Updated doc strings

AnotherSamWilson · Jul 26, 2024 · 0d29e56 · 0d29e56
1 parent 2f45ce4
commit 0d29e56
Showing 1 changed file with 113 additions and 135 deletions.
diff --git a/miceforest/imputation_kernel.py b/miceforest/imputation_kernel.py
@@ -43,124 +43,94 @@ class ImputationKernel(ImputedData):
     Parameters
     ----------
     data : pandas DataFrame.
+        The data to be imputed.
 
-        .. code-block:: text
-
-            The data to be imputed.
-
-    variable_schema : None or list or dict, default=None
-
-        .. code-block:: text
-
-            Specifies the feature - target relationships used to train models.
-            This parameter also controls which models are built.

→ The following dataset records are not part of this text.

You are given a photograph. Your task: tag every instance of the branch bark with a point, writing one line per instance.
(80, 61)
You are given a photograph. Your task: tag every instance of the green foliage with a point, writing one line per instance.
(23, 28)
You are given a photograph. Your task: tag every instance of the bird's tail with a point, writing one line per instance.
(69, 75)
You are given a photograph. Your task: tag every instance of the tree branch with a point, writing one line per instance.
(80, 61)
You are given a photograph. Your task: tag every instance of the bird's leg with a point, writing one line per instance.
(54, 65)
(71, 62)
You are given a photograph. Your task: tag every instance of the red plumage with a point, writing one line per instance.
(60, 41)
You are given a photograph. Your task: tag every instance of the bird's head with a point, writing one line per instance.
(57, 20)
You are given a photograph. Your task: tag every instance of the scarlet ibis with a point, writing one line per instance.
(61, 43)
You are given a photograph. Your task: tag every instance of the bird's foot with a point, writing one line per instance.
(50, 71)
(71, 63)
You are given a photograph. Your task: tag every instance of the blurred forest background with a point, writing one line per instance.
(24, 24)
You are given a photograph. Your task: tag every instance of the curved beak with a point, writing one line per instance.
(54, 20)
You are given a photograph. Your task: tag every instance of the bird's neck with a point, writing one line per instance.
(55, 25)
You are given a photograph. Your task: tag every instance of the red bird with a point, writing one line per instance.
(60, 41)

Models can be built
-            even if a variable contains no missing values, or is not being imputed.
+    variable_schema : None or List[str] or Dict[str, str], default=None
+        Specifies the feature - target relationships used to train models.
+        This parameter also controls which models are built. Models can be built
+        even if a variable contains no missing values, or is not being imputed.
 
-                - If None, all columns with missing values will have models trained, and all
-                    columns will be used as features in these models.

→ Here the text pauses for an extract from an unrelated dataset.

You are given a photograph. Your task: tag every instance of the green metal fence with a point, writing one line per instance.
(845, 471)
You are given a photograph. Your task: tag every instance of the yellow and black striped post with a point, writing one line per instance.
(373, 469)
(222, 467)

-                - If list, all columns in data are used to impute the variables in the list
-                - If dict the values will be used to impute the keys.
+            - If None, all columns with missing values will have models trained, and all
+                columns will be used as features in these models.

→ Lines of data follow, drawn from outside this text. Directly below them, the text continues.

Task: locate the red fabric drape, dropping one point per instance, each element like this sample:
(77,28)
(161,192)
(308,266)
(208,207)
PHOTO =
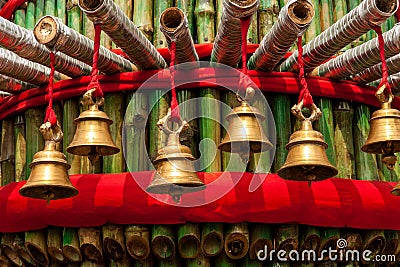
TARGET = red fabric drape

+            - If list, all columns in data are used to impute the variables in the list
+            - If dict the values will be used to impute the keys.
 
-            No models will be trained for variables not specified by variable_schema
-            (either by None, a list, or in dict keys).
+        No models will be trained for variables not specified by variable_schema
+        (either by None, a list, or in dict keys).
 
-    imputation_order: str, list[str], list[int], default="ascending"
-
-        .. code-block:: text
-
-            The order the imputations should occur in.
-                - ascending: variables are imputed from least to most missing
-                - descending: most to least missing
-                - roman: from left to right in the dataset
-                - arabic: from right to left in the dataset.
+    imputation_order: str, default="ascending"
+        The order the imputations should occur in.
+            - ascending: variables are imputed from least to most missing
+            - descending: most to least missing
+            - roman: from left to right in the dataset
+            - arabic: from right to left in the dataset.
 
     data_subset: None or int or dict.
+        Subsets the data used in each iteration, which can save a significant amount of time.
+        This can also help with memory consumption, as the candidate data must be copied to
+        make a feature dataset for lightgbm.
 
-        .. code-block:: text
-
-            Subsets the data used in each iteration, which can save a significant amount of time.
-            This can also help with memory consumption, as the candidate data must be copied to
-            make a feature dataset for lightgbm.
-
-            The number of rows used for each variable is (# rows in raw data) - (# missing variable values)
-            for each variable. data_subset takes a random sample of this.
+        The number of rows used for each variable is (# rows in raw data) - (# missing variable values)
+        for each variable. data_subset takes a random sample of this.
 
-            If int must be data_subset >= 0. Interpreted as the number of candidates.
-            If 0, no subsetting is done.
-            If dict, keys must be variable names, and values must follow two above rules.
+        If int must be data_subset >= 0. Interpreted as the number of candidates.
+        If 0, no subsetting is done.
+        If dict, keys must be variable names, and values must follow two above rules.
 
-            It is recommended to carefully select this value for each variable if dealing
-            with very large data that barely fits into memory.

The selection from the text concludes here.